Today's "Album Review" will be dedicated on a band I had the pleasure of seeing live a few months ago. Hands down, one of the most mind-blowing post-rock concerts I've seen – Caspian. I've played their album "Waking Season" countless times during my long Autumn travels and adventures the past few months and it's just never enough.
The record was released in September 2012 and unlike their previous albums, the post-rockers from Massachusetts trusted the producer Matt Bayles (ex- Minus the Bear). The artwork, which I enjoy quite a lot is made by one of the band's members - Philip Jamieson. A quick heads up - listening to post-rock without solid sound system or a decent pair of headphones is... well I find it pointless. Anyway! Ready to dive in a nearly 60 minutes of powerful guitar chords, superb dynamics, intense climax builds and relaxing atmosphere backed up by a decent amount of guitar effects? Boy, that was a long sentence.
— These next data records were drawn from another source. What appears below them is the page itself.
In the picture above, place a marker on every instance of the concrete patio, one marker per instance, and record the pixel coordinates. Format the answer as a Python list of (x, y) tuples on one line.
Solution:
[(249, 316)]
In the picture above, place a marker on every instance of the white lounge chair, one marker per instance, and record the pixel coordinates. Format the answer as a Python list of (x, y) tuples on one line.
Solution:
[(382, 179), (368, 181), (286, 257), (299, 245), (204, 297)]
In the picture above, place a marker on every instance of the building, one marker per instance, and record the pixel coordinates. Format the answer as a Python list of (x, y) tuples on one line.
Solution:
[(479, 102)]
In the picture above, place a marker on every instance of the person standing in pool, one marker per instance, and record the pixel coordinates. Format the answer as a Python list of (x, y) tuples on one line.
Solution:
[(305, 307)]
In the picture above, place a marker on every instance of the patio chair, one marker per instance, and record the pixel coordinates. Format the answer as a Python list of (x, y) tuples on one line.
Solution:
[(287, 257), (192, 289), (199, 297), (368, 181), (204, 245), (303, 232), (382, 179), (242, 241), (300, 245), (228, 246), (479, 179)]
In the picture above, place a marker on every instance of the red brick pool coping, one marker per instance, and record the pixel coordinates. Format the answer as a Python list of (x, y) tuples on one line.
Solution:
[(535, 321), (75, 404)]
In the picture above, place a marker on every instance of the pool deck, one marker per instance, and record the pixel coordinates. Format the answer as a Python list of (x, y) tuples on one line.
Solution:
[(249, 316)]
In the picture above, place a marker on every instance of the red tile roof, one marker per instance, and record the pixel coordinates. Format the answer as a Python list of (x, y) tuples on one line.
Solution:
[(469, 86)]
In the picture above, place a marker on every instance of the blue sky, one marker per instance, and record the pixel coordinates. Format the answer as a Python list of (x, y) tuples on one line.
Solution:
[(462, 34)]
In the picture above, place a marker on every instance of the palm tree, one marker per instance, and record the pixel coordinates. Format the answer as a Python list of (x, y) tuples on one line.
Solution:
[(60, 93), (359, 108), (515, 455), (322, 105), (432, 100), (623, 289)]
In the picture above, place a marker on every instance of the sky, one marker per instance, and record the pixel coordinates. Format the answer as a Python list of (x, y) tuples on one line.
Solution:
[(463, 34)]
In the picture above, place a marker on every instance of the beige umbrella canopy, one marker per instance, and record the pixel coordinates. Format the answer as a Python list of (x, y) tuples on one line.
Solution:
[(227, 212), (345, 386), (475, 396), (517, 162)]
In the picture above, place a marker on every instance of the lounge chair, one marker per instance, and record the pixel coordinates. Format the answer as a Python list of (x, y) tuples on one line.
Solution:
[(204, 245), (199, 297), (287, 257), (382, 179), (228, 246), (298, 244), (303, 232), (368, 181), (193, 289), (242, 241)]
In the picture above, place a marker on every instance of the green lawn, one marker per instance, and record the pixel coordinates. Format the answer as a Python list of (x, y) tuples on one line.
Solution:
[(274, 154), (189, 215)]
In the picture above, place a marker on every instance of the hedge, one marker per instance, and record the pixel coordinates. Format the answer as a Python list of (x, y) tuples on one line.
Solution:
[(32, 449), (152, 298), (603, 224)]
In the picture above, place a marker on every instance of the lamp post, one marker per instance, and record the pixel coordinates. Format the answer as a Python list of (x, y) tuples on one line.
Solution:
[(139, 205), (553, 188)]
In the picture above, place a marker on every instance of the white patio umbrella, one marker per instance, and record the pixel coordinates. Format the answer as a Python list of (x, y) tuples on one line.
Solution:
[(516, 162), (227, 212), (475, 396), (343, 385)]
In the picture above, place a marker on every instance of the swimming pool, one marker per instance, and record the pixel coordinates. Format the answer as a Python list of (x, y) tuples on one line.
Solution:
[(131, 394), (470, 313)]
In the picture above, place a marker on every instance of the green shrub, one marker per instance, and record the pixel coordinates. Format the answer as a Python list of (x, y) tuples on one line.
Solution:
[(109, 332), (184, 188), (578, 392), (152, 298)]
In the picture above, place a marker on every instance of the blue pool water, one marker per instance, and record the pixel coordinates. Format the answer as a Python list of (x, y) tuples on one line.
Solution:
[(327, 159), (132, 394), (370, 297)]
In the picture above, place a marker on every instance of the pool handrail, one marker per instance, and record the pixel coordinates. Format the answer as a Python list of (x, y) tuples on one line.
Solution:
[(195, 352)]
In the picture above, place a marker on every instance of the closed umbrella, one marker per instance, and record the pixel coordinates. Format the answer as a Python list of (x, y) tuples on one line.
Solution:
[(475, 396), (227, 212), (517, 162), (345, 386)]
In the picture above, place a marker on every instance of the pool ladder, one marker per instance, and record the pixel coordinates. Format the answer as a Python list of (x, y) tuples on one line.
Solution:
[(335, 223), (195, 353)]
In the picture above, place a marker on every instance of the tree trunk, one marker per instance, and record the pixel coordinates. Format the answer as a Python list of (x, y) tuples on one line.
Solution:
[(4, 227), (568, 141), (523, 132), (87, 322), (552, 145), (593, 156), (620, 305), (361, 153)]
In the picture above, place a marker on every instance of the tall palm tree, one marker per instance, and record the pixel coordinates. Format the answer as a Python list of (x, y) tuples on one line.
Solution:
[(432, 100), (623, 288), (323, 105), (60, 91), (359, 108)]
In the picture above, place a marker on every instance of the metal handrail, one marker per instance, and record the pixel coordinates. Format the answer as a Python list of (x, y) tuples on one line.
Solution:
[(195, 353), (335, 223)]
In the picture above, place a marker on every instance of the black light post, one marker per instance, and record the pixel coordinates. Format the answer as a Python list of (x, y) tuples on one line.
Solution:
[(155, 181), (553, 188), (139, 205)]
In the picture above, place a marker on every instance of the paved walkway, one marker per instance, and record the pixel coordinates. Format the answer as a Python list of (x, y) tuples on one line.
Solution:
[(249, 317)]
The first track starts with a minor-sounding (if there's such word) melody ...a slight hint of sadness if I can be precise. Then a guitar comes along. Quietly at first, it picks up and prevails over the mellow ambient. But this is not an ordinary guitar sound. The following chords make me feel powerful, excited and positive. Who said post rock is sad? The snare comes in and I feel a rush of adrenaline through my body with the progression of the song. And then the song cuts off, which is the one thing I somehow don't enjoy about the flow of the songs. It just feels weird. However, I won't go into details about all of the tracks, but I feel I should say I find the album quite uplifting.
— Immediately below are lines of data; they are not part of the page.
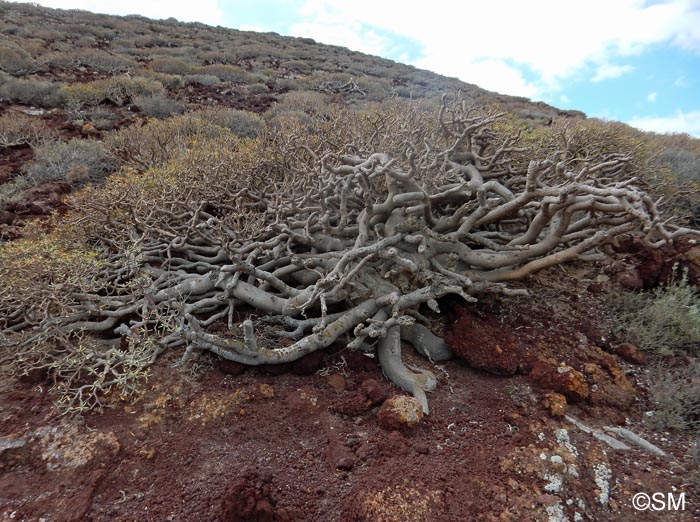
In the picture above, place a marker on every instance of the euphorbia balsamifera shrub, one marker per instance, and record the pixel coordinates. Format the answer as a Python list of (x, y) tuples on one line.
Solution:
[(350, 234)]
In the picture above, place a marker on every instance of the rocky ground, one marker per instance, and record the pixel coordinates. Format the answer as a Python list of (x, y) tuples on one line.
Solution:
[(517, 431)]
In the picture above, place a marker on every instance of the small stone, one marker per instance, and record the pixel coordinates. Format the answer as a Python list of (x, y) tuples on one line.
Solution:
[(230, 367), (337, 382), (266, 391), (374, 391), (561, 379), (345, 463), (547, 500), (423, 449), (400, 412), (631, 353), (555, 403), (309, 364)]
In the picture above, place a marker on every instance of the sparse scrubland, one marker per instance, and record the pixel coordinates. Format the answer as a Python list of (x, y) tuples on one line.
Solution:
[(180, 196)]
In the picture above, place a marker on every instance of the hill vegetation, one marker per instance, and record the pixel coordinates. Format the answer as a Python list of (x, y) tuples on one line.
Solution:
[(186, 212)]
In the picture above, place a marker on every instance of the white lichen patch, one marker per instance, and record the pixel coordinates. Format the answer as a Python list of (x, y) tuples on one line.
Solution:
[(602, 475), (555, 512), (562, 437)]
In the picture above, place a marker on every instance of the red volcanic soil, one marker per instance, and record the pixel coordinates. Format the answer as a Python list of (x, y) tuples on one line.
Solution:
[(217, 441)]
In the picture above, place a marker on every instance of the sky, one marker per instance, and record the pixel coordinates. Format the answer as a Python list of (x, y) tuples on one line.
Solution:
[(636, 61)]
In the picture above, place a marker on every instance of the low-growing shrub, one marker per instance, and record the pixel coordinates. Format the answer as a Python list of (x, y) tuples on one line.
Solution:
[(201, 79), (118, 90), (31, 92), (664, 321), (20, 129), (226, 73), (158, 105), (684, 164), (152, 144), (242, 123), (171, 66), (675, 393), (79, 95), (13, 189), (15, 60), (75, 161)]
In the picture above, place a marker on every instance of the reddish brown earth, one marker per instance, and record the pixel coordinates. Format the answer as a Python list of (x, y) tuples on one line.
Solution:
[(216, 441), (310, 441)]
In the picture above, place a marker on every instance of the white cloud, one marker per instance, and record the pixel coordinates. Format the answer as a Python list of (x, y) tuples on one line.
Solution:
[(205, 11), (551, 39), (254, 28), (688, 122), (610, 71), (351, 35), (681, 82), (528, 48)]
Some bands channel all the right vibes and these guys are such band. They use a lot of pre-programmed samples which I think enriches the general sound of the album. I love Philip's first attempt to introduce singing in the "Gone in Bloom and Bough" track which is one of my favorites on the album. In general, the songs I dig the most are "Porcellous", "Halls of Summer" and "Long the Desert Mile" but then again that's just me.
I guess you won't be shocked if at the end I just say that the album is simply mind-blowing. I consider it as a perfect example of what post-rock really is and I believe it would be enjoyed by non-post-rock fans. Did the review sparkle your curiosity? If yes, give the record a spin and enjoy.